Could some one post a pic of a Modena and explain to me what they are for? Is it just a show bird or can they fly around your loft? Are there different kinds?


----------



## re lee (Jan 4, 2003)

Modenas today Are more a show bird. You have german modenas. Which to me are a throw back And they could maybe fly around the loft. Then you have the American type Which is large as a king and more for show. Modenas were a flying breed back when they were used for sport. They used to fly them attracting other birds from different lofts To theres where those birds were caught. Maybe not to different from what thief pouters were used for. The modenas from the 1960s were smaller and could fly very well even survive well in the wild. But as said they have changed much and used mainly for show. called the bird of curves as they roll up in station. locked legs bull frontal.


----------



## Msfreebird (Sep 23, 2007)

I wanted to get some Modena's last year. I went to a show and talked to the breeders.....beautiful birds!! BUT, they all said they can be very aggressive  So I passed for now until I can have a separate loft for them. AND they are HUGE


----------



## Pip Logan (Oct 6, 2009)

So I would want the German veriaty if I wanted something to fly around the loft?


----------



## re lee (Jan 4, 2003)

Pip Logan said:


> So I would want the German veriaty if I wanted something to fly around the loft?

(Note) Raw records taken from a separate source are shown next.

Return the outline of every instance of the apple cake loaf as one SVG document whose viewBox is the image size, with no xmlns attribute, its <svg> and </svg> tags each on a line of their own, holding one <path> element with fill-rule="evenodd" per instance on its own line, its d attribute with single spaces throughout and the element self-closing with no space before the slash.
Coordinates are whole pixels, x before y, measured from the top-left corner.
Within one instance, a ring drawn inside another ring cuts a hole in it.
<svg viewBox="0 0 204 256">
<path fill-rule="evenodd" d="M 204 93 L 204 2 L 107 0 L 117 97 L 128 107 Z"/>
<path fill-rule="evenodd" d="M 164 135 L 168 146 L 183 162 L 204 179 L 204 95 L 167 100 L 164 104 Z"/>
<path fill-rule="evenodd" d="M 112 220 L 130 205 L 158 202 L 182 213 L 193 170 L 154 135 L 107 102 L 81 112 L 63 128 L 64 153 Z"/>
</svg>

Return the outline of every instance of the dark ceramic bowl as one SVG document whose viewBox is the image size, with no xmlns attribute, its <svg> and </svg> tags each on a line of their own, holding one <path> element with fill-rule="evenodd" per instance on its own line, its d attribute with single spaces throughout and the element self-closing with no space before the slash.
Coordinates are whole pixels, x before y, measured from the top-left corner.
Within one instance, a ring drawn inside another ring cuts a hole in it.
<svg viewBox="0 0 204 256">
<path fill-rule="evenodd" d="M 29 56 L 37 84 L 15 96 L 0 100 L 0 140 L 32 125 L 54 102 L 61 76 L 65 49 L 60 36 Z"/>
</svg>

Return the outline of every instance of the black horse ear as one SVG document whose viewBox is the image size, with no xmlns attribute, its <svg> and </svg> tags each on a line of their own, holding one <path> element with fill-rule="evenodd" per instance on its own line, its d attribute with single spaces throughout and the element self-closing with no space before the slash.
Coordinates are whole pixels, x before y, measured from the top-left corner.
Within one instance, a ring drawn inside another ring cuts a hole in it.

Some poeple still have the old style of modenas. They could still loft fly. The standard used to call for a nine inche tall bird. But modenas are larger then that now. A nine inche bird with the balance of power of what you see in modenas now would be a great looking bird. Why are you wanting modenas to have for loft flying.


----------



## Pip Logan (Oct 6, 2009)

I just saw them at a pigeon show and Realy liked them. I don't want to show them but I don't want to keep them penned, they are awesome looking birds!


----------